Excitatory input to L5 PL pyramidal cells comes from the ventral hippocampus, amygdala, and multiple sensory sites45. L5 pyramidal cells provide the output of the PL to the basolateral amygdala46 to regulate fear and anxiety12. Increasing local glutamate concentrations with veratrine in the PL of rodents increases anxiety using the open field test16. Blocking NMDARs47 in the PL prevents this effect suggesting that anxiety is triggered by NMDAR-mediated transmission. Conversely, numerous studies show that inactivating the PL using either pharmacological or electrolytic techniques reduces anxiety15,48. Thus, the present findings correlating L5 PL spine density with avoidance behavior provide a mechanistic link of the PL with increased anxiety. In contrast, the IL is associated with reduced fear/anxiety and fear extinction12, due to output to GABAergic neurons via the uncincate fasciculus, which reduces activity in the basolateral amygdala17.

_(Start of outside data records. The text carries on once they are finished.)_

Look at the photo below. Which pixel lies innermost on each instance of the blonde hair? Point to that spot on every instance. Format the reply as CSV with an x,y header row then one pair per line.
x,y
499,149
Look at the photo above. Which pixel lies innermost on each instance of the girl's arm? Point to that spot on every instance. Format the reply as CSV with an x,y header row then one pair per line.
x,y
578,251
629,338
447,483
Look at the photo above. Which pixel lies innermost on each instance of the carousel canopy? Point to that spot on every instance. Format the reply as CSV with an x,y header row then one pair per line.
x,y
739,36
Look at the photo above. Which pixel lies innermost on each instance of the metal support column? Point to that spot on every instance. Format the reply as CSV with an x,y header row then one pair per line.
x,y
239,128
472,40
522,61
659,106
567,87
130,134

Human studies also support a dual role for the PL and IL sub-regions of the mPFC. Dorsal regions of the mPFC, including the anterior cingulate, which corresponds to the rodent PL cortex, are activated by fear49. Increased gamma power EEG changes or blood flow accompanies increased fear or anxiety due to fear conditioning or in individuals with generalized anxiety disorder50-52. These correlations of enhanced learned fear expression and persistent PL activation are greater in females49. In contrast, the human ventromedial PFC (vmPFC), corresponding to the rodent IL, exhibits decreased activity in anxiety53. vmPFC lesions increase the amygdala response to aversive stimuli13, further confirming the role of the IL/vmPFC in fear reduction.

In the present study, mushroom spines showed the greatest reduction in spine density (74%) in the female L5 PL. The larger head of these spines have a higher density of AMPA receptors54 and thus would be expected to have a greater synaptic impact on PL activation. Local α4 knockdown in the PL prevented spine pruning at PND 56, resulting in increased mushroom spine density with levels similar to pubertal wild-type values. Enhanced excitatory transmission to PL would activate output to the amygdala and is a likely mechanism underlying the increased anxiety following local knockdown of α4 expression.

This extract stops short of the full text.